Hai raccolto numerosissime testimonianze. Cosa ti ha sconvolto maggiormente, il racconto di chi è senza assistenza sanitaria o l’incontro con i leader dei movimenti suprematisti?
«Entrambi, senza dubbio, pur se in modo differente. Sono in completa contraddizione con il nostro ideale di sogno americano, purtroppo. La sanità americana, ancora di più dopo la pandemia, deve essere ripensata e l’arrivo di Biden sarà un passo avanti; del resto, davanti al Covid la maggioranza degli americani si è espressa per un maggiore intervento dello Stato anche in questo ambito, una grossa novità. L’accesso alle cure, la maggiore mortalità delle minoranze e il costo dei vaccini oggi più che mai sono sotto gli occhi di tutti. Una chance per l’amministrazione Biden».

 E per quanto riguarda i suprematisti?
«Sconvolge la serenità con cui affermano tesi razziste, richiamandosi alla tutela del primo emendamento e alla libertà di parola. Ma i drammatici fatti del 6 gennaio chiariscono che la propaganda è un tema molto serio se dalle dichiarazioni si passa ai fatti».

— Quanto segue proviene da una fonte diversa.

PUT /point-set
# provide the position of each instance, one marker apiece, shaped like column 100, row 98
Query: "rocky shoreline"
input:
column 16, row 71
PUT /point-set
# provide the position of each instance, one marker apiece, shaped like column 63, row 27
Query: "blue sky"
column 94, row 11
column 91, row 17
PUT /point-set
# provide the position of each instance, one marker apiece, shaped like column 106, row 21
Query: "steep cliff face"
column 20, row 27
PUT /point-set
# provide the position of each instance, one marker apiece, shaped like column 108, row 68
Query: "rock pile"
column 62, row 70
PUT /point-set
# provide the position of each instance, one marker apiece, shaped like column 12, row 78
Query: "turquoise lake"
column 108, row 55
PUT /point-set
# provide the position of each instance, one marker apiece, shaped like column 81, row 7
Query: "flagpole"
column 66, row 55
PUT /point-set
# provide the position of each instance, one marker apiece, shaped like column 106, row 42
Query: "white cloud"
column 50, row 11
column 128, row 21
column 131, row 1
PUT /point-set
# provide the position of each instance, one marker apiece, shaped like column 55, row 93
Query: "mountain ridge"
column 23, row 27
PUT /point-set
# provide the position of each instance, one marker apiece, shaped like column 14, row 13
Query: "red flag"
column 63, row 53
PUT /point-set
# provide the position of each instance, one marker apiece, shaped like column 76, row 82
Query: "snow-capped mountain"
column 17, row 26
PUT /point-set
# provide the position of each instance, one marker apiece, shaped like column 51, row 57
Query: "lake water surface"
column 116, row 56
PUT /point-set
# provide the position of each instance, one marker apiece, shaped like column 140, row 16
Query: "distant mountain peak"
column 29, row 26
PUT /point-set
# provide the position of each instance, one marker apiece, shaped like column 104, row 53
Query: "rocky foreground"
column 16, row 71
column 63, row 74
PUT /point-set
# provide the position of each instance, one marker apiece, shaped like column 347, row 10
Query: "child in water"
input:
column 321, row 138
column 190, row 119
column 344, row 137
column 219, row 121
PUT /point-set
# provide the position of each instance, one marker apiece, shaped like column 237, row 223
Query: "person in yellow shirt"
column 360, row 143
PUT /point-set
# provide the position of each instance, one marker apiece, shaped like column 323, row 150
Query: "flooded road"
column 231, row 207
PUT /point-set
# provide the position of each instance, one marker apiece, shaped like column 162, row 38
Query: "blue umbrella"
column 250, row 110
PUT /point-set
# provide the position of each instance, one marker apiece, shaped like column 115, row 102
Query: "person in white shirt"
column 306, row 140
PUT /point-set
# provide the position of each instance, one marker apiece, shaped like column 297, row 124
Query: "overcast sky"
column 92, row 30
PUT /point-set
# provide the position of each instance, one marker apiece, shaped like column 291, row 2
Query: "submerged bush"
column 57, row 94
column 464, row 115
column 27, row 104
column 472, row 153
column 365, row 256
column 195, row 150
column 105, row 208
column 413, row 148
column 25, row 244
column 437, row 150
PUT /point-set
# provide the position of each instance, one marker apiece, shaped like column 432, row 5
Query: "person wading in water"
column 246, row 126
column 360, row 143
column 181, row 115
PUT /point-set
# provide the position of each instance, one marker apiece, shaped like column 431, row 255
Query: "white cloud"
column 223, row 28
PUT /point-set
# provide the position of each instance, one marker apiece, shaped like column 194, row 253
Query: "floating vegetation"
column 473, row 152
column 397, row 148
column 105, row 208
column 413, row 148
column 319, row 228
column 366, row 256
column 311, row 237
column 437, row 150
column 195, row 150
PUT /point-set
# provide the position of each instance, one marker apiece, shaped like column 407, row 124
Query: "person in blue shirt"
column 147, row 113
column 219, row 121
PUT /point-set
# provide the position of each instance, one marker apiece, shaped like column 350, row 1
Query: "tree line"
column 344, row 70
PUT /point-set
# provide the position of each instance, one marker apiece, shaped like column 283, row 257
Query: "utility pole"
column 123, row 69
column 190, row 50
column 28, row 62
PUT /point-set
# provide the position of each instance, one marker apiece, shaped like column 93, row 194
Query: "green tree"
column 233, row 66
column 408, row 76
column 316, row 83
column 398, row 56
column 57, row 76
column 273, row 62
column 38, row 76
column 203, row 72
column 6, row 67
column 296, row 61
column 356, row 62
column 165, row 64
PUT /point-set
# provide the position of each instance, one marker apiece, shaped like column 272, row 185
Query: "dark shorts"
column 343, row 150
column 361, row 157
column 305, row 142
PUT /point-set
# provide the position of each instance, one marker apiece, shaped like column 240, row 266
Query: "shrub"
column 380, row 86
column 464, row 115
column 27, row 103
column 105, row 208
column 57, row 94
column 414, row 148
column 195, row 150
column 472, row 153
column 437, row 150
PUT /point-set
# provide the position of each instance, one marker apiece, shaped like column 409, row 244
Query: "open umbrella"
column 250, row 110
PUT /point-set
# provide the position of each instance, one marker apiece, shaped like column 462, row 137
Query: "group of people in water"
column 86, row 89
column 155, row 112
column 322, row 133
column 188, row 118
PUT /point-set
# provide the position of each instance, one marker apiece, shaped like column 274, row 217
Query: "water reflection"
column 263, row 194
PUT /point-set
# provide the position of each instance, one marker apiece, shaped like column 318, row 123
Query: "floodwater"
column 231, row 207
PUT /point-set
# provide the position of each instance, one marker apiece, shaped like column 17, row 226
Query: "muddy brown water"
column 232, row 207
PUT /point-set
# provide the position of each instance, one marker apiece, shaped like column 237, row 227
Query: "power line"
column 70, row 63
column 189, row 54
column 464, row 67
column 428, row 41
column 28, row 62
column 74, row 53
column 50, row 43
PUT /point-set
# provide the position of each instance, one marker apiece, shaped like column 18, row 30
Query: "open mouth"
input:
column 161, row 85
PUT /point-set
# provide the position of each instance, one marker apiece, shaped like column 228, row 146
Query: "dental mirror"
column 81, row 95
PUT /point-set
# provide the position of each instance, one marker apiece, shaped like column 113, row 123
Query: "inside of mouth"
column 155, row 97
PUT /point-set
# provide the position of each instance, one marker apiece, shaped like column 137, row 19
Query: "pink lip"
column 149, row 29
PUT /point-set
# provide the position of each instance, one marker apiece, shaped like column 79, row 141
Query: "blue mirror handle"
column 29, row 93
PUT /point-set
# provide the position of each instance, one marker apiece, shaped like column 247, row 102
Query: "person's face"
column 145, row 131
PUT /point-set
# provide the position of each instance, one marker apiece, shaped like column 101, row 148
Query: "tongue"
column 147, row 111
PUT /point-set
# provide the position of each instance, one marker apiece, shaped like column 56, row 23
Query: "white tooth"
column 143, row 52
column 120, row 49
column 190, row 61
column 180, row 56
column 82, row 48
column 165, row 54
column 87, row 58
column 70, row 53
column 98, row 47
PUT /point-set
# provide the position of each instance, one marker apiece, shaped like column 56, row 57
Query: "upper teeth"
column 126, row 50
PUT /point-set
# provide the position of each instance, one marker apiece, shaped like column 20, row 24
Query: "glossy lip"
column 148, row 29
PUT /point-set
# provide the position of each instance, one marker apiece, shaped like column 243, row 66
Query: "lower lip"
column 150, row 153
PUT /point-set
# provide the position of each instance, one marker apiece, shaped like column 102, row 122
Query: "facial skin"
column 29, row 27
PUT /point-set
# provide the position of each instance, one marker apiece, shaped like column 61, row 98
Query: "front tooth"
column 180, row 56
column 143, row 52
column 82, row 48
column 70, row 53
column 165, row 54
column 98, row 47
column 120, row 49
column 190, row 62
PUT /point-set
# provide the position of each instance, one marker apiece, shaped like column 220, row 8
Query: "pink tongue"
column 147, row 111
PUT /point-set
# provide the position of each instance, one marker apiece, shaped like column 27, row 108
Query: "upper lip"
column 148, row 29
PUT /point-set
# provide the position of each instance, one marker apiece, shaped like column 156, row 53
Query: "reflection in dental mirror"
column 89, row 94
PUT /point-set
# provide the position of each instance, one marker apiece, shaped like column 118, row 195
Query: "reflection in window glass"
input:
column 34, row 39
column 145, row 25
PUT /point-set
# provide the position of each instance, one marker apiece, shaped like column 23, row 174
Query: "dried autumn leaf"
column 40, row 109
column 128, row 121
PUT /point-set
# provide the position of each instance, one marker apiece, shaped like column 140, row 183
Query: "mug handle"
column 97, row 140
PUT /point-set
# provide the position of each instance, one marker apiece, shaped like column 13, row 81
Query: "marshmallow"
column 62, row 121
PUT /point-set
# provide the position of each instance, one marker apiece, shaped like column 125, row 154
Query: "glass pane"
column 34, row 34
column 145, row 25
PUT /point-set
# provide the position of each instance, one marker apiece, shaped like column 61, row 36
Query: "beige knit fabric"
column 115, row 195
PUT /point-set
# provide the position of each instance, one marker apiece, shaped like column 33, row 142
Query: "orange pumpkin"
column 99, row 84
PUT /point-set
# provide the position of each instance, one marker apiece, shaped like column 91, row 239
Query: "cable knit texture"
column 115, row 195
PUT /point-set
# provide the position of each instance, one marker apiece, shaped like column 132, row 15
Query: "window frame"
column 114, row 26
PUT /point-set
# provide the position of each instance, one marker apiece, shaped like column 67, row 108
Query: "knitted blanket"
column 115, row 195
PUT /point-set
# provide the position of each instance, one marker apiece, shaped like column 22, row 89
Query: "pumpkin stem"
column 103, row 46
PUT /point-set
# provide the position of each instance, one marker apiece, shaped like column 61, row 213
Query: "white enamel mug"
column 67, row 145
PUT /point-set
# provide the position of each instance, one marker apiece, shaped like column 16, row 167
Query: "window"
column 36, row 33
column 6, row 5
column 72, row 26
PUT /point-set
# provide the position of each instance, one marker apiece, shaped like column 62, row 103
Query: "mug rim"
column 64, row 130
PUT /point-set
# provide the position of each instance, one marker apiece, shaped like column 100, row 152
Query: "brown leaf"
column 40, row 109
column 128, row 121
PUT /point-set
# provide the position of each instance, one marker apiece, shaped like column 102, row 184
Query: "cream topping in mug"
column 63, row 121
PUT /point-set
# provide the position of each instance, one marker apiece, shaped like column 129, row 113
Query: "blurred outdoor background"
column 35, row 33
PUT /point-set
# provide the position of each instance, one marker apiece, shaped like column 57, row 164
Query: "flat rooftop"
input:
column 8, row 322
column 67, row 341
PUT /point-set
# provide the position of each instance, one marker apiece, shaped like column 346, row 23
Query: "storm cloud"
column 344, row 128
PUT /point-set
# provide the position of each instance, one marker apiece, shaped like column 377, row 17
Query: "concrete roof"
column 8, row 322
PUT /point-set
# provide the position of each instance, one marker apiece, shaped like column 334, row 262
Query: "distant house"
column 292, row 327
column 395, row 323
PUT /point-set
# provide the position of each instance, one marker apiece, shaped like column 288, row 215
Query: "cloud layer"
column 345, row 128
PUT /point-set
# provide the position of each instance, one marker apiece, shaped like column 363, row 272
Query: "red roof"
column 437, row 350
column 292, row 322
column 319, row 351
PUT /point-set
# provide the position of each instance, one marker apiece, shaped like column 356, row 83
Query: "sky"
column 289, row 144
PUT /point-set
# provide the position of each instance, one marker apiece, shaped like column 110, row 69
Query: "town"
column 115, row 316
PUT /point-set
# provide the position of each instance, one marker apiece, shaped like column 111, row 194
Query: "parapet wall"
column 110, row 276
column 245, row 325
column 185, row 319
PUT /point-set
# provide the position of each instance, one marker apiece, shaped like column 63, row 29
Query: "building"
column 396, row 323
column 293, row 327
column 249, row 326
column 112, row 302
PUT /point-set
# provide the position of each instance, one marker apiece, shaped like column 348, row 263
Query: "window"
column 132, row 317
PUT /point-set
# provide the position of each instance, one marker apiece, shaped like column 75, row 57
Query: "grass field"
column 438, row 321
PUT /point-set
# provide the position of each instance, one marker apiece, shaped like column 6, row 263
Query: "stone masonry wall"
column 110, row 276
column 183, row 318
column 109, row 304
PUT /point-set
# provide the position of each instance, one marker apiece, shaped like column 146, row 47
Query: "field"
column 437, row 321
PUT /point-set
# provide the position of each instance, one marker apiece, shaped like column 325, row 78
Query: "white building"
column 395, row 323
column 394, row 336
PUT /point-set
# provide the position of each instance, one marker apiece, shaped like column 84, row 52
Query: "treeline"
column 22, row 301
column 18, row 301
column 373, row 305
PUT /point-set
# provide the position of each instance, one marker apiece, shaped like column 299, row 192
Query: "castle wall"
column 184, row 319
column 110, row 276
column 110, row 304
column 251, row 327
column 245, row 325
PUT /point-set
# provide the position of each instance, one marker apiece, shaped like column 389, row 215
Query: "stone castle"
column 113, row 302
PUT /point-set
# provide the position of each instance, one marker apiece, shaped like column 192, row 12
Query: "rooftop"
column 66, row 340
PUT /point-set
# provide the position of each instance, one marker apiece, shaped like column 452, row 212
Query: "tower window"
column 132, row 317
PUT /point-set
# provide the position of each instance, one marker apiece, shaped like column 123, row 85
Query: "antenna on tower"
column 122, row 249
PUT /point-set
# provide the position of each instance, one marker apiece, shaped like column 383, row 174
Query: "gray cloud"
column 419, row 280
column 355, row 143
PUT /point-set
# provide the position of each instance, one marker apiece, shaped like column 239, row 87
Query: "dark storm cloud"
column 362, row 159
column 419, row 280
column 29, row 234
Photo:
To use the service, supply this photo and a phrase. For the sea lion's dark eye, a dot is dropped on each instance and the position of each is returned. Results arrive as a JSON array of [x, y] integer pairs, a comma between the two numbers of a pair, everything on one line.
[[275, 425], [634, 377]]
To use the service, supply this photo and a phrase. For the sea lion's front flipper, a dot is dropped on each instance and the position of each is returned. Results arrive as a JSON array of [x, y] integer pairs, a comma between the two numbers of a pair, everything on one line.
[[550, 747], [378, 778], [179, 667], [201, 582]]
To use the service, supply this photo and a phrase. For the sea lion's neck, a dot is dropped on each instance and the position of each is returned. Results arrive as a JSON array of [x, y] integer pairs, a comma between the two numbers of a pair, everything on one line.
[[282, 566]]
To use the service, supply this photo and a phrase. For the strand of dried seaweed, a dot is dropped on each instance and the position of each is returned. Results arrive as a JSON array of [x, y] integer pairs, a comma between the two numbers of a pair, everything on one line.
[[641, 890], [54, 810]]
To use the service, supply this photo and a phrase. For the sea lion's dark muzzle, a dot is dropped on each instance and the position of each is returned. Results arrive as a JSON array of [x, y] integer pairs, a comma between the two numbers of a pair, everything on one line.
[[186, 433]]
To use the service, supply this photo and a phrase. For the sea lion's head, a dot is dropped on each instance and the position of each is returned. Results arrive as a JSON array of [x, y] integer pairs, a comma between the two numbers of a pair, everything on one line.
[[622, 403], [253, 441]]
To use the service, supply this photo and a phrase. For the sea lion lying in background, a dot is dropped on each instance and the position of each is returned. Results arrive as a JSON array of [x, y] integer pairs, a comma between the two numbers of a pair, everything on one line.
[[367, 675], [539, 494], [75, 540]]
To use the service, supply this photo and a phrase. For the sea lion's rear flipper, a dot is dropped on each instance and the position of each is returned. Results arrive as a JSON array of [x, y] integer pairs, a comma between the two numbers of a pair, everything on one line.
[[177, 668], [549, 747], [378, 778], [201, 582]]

 A proposito dei social, la cancellazione perenne dell’account di Trump da Twitter ti piace?
«Un gesto era necessario. Bannare Trump chiarisce, tardivamente, che i social media sono responsabili dei contenuti, uscendo da una impasse che durava da troppo. Ma ciò apre un’altra questione: vogliamo davvero che gli ad di Twitter e Facebook decidano per tutti noi chi possa o meno esprimersi sui social? Non sarebbe meglio intervenire e regolamentare questo ambito? Io propendo per quest’ultima opzione e sarà un tema cruciale di questo tempo».

Cosa si aspetta l’America da Biden?
«Una presidenza che possa normalizzare il Paese. Gli americani sono molto stanchi, è stato un anno complicato fra la pandemia e una campagna elettorale così divisiva. Biden non è un grande oratore, un classico condottiero, piuttosto una figura rassicurante che potrebbe rimettere a posto le cose».

Hai la sensazione che la Vice presidente Kamala Harris sia al centro dell’azione?
«Proprio così. Nell’agenda presidenziale è palese che la VP sia coinvolta per volontà di Biden. Sembra quasi che ci sia il desiderio di prepararla al futuro e avrà un ruolo molto più incisivo della tradizione».

Giovanna, rispetto all’Italia che tipo di relazioni diplomatiche imposterà quest’Amministrazione con il nostro Paese?
«Durante l’amministrazione Trump, in questi anni, si era creata una buona intesa con l’Italia. Abbiamo ricevuto dagli Stati Uniti aiuti concreti – economici e di mezzi – per far fronte alla pandemia e, pur se con nuovi attori, credo che le premesse per il futuro siano ottime».